Il fallait également former les chefs du Kremlin à cuire des plats russes traditionnels selon les règles de la cacherout, le labyrinthe des lois diététiques juives. Rav Lazar et ses aides leur donnèrent des cours, puis supervisèrent les achats et la cuisson des aliments.
"L'autre nuit, dit Reb Lazar, ils m'appelèrent à propos du ketchup. Ils n'étaient pas sûrs que c'était cachère. Et ils voulaient savoir quelle huile utiliser pour la friture. Nous leur avons dit de prendre l'huile Mazola. Ils en avaient une bouteille mais sans tampon rabbinique et n'étaient pas sûrs que cela irait. Alors ils sont sortis et en ont acheté une autre bouteille!"
Dimanche, Rav Kogan se rendit à Miasokombinat, un énorme abattoir industriel au sud de Moscou et dans un endroit spécialement aménagé, il égorgea les veaux et les dindes sélectionnés pour ce dîner. Lundi et mardi, les chefs préparèrent le repas.

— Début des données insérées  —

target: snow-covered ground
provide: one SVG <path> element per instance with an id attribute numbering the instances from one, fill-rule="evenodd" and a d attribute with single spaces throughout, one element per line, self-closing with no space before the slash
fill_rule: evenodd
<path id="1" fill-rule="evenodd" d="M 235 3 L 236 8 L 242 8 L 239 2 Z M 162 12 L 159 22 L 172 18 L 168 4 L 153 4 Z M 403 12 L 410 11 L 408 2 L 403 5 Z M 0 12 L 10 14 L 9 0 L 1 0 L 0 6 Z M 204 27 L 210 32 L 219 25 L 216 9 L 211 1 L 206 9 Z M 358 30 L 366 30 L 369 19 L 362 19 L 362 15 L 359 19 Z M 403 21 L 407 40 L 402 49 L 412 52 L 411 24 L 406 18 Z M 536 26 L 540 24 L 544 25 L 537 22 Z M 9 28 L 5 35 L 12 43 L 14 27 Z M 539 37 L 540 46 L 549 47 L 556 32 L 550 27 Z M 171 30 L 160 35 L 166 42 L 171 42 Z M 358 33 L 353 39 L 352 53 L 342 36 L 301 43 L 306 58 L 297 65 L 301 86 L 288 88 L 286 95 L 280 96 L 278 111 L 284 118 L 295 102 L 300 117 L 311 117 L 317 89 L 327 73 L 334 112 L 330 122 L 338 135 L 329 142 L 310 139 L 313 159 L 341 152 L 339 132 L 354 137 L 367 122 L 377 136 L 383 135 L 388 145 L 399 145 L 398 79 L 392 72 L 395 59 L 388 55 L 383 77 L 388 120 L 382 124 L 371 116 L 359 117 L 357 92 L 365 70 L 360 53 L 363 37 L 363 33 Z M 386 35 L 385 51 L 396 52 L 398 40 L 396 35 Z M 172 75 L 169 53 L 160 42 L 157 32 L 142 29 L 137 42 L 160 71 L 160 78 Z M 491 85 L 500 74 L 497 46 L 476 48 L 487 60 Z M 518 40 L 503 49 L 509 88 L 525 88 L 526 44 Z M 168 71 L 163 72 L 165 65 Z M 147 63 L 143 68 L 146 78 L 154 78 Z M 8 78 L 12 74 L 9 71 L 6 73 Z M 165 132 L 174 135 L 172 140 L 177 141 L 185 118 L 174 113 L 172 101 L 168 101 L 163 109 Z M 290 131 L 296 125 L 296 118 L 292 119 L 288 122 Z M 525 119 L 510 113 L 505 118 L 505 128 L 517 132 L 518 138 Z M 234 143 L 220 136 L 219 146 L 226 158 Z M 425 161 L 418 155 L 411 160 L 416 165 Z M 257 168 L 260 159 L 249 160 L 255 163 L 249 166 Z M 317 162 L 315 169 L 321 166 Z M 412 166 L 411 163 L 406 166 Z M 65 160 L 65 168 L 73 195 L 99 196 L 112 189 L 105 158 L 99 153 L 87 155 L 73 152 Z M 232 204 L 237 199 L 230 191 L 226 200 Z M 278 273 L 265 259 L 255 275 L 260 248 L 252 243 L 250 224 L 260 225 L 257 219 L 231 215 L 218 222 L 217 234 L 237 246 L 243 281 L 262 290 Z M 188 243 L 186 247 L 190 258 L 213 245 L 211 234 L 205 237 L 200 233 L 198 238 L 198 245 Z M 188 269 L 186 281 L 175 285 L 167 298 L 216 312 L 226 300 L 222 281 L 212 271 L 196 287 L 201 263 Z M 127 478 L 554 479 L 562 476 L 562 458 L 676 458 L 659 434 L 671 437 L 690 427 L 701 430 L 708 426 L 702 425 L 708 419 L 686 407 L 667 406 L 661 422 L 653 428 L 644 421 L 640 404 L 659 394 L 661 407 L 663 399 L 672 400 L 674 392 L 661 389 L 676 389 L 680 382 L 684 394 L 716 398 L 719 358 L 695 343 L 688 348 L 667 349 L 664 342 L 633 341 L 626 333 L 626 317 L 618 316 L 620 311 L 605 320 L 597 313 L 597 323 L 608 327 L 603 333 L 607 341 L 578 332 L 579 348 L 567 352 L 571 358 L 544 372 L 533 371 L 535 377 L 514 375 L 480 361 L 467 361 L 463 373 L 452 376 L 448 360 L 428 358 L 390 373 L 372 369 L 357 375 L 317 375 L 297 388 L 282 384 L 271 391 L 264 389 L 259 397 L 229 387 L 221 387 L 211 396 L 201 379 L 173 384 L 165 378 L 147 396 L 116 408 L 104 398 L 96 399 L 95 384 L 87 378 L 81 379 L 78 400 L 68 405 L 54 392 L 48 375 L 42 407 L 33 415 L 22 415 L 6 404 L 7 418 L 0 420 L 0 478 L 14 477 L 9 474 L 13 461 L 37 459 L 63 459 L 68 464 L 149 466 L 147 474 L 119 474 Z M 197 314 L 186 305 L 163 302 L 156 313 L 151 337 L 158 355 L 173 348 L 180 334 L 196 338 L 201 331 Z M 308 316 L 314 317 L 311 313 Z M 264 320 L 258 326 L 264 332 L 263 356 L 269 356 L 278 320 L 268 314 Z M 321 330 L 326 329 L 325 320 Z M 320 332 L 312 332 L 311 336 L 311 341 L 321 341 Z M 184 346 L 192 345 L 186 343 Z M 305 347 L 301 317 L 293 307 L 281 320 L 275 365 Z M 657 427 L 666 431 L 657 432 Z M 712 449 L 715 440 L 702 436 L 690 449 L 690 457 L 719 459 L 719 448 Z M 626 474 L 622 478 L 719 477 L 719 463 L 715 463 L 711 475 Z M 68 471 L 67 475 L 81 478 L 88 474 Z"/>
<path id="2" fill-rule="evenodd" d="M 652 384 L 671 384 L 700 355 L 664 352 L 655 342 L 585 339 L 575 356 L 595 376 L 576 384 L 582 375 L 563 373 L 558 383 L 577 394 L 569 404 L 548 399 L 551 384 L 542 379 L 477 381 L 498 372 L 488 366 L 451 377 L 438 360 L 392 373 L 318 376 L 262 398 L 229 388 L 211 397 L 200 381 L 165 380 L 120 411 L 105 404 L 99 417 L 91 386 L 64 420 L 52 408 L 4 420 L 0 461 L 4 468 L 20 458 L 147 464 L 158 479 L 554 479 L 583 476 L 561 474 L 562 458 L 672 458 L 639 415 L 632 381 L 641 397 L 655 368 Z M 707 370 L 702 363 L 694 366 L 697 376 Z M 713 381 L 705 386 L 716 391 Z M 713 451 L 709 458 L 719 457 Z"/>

Et le mardi soir, les deux présidents et leurs invités dînèrent ensemble, levèrent leurs verres de vin cachère et portèrent des toasts à leurs santés respectives.
Si Rav Lazar arrive ainsi à s'imposer, c'est là juste une part du renouveau de la cuisine cachère chez les Juifs de Russie. Un restaurant cachère haut de gamme s'est ouvert sur la Place Rouge.
La Fédération des communautés juives a commencé à commercialiser des produits cachères sous son autorité: chocolat, caviar, vodka, vendus dans les épiceries locales. Un nouveau département a été créé dans cette fédération pour promouvoir la nourriture cachère.
Et Rav Kogan - qui habite à Moscou et qui avait été persécuté par le K.G.B. pour avoir abattu de la viande rituellement, comme son grand-père, pas plus tard que dans les années 80 - expédie maintenant trois tonnes de viande cachère par semaine depuis l'abattoir de Miasokombinat dans toutes les villes de Russie.